The upgrades affected one Santander PITCH series, whose rating was lifted from A3 to A2, and four Intermoney multi-cédulas series. IM Cédulas 2 and 9 were upgraded from Baa1 (sf) to A3, IM Cédulas IV from Baa3 (sf) to Baa1 (sf), and IM Cédulas 7 from A3 (sf) to A1 (sf).
Moody’s also confirmed at A3 the ratings of IM Cédulas GBP 3 and IM Cédulas GBP 5. The rating of Intermoney Cédulas IV was left on review, direction uncertain, while the others were removed from review status, which an analyst noted they had been on for over a year-and-a-half.
Forty-three multi-cédulas series remain on review for downgrade or on review, direction uncertain. Moody’s in June 2012 cut 53 multi-cédulas series, placing or keeping them on review for downgrade, and in October maintained the review for downgrade placements for most of them.
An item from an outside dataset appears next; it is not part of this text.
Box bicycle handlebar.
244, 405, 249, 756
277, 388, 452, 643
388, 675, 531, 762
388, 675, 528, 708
“These series exhibit no material change in the expected loss,” said Moody’s. “However, in all of these series the ratings of one or more participants remain on review uncertain or downgrade. Moody’s will conclude the review of these forty three series once the review status of the underlying participants is resolved.”
Moody’s said that the rating actions incorporate five developments, affecting the Spanish sovereign, single-issuer cédulas, and some Spanish banks. These comprise an upgrade of the rating of Spanish government bonds to Baa2 in February and an associated lifting of the Spanish sovereign ceiling from A3 to A1, improvements of the Timely Payment Indicators assigned to cédulas in December, updated Spanish bank ratings including upgrades of Banco Santander and BBVA in early March, updated information on the underlying mortgage cover pools, and implementation of new anchor points for covered bond ratings in response to European bail-in frameworks.